When Congress eliminated funding for most of Poindexter's projects, a number of them (the exact number is classified) were transferred to intelligence agencies. Armour and others associated with TIA would not disclose the names of those agencies, but a former Army intelligence analyst also involved in data mining and counter-terrorism confirms that TIA tools were transferred to other agencies, where work on them continues to this day.

Asked whether data-mining programs, such as NIMD, that the NSA may still be pursuing would be useful for analyzing large amounts of phone and e-mail traffic, Armour said, "Absolutely. That's, in fact, what the interest is." The former No. 2 official in Poindexter's office, Robert Popp, said that he and his colleagues wanted to know whether intercepted phone calls and e-mail would help find terrorists but not ensnare innocent people. "We didn't know," Popp said. "That was the hypothesis. That was the question that Poindexter and I wanted to do research on, to be better able to understand."

The similarities between TIA and the NSA's current data-mining operations were enough to prompt one senior lawmaker to signal his discomfort in a letter to Vice President Cheney. Sen. Jay Rockefeller IV, D-W.Va., the vice chairman of the Senate Intelligence Committee, was briefed by Cheney, Hayden, and then-Director of Central Intelligence George Tenet in July 2003.

"As I reflected on the meeting today," Rockefeller wrote, "John Poindexter's TIA project sprung to mind, exacerbating my concern regarding the direction the administration is moving with regard to security, technology, and surveillance."

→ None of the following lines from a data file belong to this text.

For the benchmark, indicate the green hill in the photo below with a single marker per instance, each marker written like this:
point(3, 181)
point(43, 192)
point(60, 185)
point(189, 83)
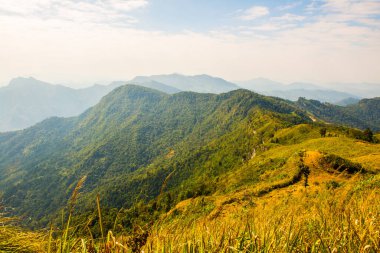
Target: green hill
point(190, 171)
point(122, 145)
point(364, 114)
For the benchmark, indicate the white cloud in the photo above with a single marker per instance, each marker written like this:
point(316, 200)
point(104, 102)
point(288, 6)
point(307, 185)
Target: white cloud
point(323, 49)
point(288, 17)
point(254, 13)
point(103, 11)
point(289, 6)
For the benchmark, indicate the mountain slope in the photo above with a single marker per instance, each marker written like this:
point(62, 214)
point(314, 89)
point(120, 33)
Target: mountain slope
point(124, 142)
point(294, 91)
point(26, 101)
point(197, 83)
point(364, 114)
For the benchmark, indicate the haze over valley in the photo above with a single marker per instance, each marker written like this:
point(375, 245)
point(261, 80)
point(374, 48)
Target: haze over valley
point(189, 126)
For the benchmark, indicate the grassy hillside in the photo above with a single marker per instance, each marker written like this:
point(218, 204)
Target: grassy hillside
point(191, 173)
point(364, 114)
point(303, 194)
point(122, 146)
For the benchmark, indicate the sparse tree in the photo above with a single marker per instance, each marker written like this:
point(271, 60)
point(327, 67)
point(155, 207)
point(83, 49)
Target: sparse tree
point(323, 132)
point(368, 135)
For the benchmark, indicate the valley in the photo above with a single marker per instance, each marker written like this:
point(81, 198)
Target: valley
point(194, 172)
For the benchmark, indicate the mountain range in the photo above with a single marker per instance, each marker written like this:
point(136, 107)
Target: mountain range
point(190, 162)
point(27, 101)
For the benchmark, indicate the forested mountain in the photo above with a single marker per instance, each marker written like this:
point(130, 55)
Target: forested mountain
point(294, 91)
point(123, 144)
point(194, 165)
point(197, 83)
point(26, 101)
point(364, 114)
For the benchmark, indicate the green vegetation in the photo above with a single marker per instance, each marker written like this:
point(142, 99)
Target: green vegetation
point(364, 114)
point(191, 173)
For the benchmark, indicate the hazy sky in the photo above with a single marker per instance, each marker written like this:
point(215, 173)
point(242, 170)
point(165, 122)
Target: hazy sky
point(81, 42)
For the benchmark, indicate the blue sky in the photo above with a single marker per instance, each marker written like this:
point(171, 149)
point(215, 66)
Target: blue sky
point(82, 42)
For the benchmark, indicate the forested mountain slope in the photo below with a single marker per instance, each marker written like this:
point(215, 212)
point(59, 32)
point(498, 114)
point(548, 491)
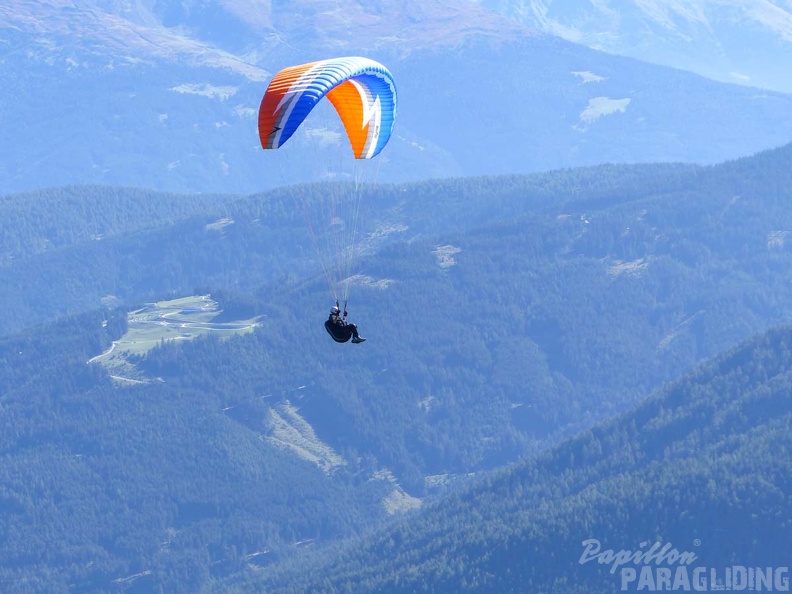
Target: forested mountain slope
point(698, 474)
point(503, 314)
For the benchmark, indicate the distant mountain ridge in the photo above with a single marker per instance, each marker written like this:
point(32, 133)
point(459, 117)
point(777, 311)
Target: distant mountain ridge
point(165, 96)
point(747, 42)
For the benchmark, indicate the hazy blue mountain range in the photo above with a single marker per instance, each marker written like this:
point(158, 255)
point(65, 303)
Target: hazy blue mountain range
point(504, 314)
point(740, 41)
point(164, 95)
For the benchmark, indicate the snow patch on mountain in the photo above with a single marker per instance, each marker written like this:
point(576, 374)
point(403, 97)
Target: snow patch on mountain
point(602, 106)
point(206, 90)
point(290, 431)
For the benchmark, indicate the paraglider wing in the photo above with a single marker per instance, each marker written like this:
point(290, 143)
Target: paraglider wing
point(361, 90)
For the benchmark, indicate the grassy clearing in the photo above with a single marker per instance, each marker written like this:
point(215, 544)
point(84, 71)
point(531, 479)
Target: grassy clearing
point(178, 319)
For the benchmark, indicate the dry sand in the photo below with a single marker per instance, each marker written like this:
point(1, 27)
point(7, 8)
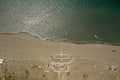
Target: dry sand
point(91, 61)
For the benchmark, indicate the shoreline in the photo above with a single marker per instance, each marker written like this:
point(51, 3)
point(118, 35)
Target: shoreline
point(25, 46)
point(62, 40)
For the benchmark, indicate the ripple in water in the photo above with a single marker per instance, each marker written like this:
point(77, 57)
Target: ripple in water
point(73, 20)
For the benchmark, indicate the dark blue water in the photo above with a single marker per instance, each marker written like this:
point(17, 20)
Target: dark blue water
point(77, 21)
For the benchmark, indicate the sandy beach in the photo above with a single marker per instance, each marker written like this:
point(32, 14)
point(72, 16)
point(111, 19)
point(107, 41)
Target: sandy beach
point(89, 59)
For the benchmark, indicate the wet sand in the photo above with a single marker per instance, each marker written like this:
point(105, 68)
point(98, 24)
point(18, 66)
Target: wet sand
point(91, 61)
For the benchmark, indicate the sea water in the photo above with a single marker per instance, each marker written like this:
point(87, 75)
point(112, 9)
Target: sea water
point(77, 21)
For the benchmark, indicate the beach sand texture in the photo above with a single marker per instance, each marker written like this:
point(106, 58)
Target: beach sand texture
point(24, 53)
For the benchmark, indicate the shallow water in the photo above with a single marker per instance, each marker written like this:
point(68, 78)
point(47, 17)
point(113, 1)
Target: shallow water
point(76, 21)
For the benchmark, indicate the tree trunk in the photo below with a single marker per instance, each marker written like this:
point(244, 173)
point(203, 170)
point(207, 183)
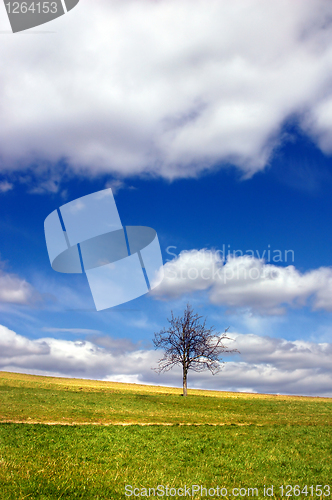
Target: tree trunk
point(184, 382)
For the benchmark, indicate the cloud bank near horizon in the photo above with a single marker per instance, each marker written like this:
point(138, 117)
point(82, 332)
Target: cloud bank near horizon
point(169, 88)
point(265, 365)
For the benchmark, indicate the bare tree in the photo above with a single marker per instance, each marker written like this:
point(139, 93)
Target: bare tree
point(187, 342)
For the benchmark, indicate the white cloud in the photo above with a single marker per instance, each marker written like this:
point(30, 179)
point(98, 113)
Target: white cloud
point(167, 88)
point(246, 282)
point(15, 290)
point(75, 331)
point(5, 186)
point(265, 364)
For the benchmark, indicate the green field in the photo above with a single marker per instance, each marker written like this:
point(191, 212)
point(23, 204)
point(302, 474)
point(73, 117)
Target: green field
point(107, 435)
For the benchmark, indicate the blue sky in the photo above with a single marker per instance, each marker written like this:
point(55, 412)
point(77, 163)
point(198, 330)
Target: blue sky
point(217, 140)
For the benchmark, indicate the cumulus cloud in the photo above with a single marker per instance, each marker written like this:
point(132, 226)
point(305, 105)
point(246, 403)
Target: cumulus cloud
point(265, 364)
point(165, 88)
point(15, 290)
point(245, 282)
point(5, 186)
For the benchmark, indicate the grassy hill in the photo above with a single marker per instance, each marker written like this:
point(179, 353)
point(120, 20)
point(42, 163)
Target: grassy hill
point(210, 439)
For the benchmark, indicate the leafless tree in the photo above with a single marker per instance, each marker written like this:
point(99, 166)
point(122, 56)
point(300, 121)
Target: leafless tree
point(188, 343)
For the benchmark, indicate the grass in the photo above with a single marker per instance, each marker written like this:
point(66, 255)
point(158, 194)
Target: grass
point(285, 440)
point(27, 398)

Whether the NSA research shares another similarity with Poindexter's work remains, troublingly, unanswered. Poindexter's office spent between $4 million and $5 million researching technology and policy that would protect the privacy of innocent people whose names might turn up in a data search, Popp said. "No one else was, or is, to our knowledge, putting that kind of investment in the privacy R&D area, certainly not in 2002 and 2003, like we were."

The Senate Judiciary Committee plans to hold hearings in the coming weeks on the NSA's domestic operations. In addition to the specifics of how the NSA collects and mines information, senators undoubtedly will want to know what assurances American citizens have that they won't be ensnared in a vast data-search net.

Poindexter addressed the trade-off between privacy and security in 2003, when he was forced to resign as the TIA manager amid criticism that it was an Orwellian assault on civil liberties. In his resignation letter, Poindexter wrote, "It would be no good to solve the security problem and give up the privacy and civil liberties that make our country great."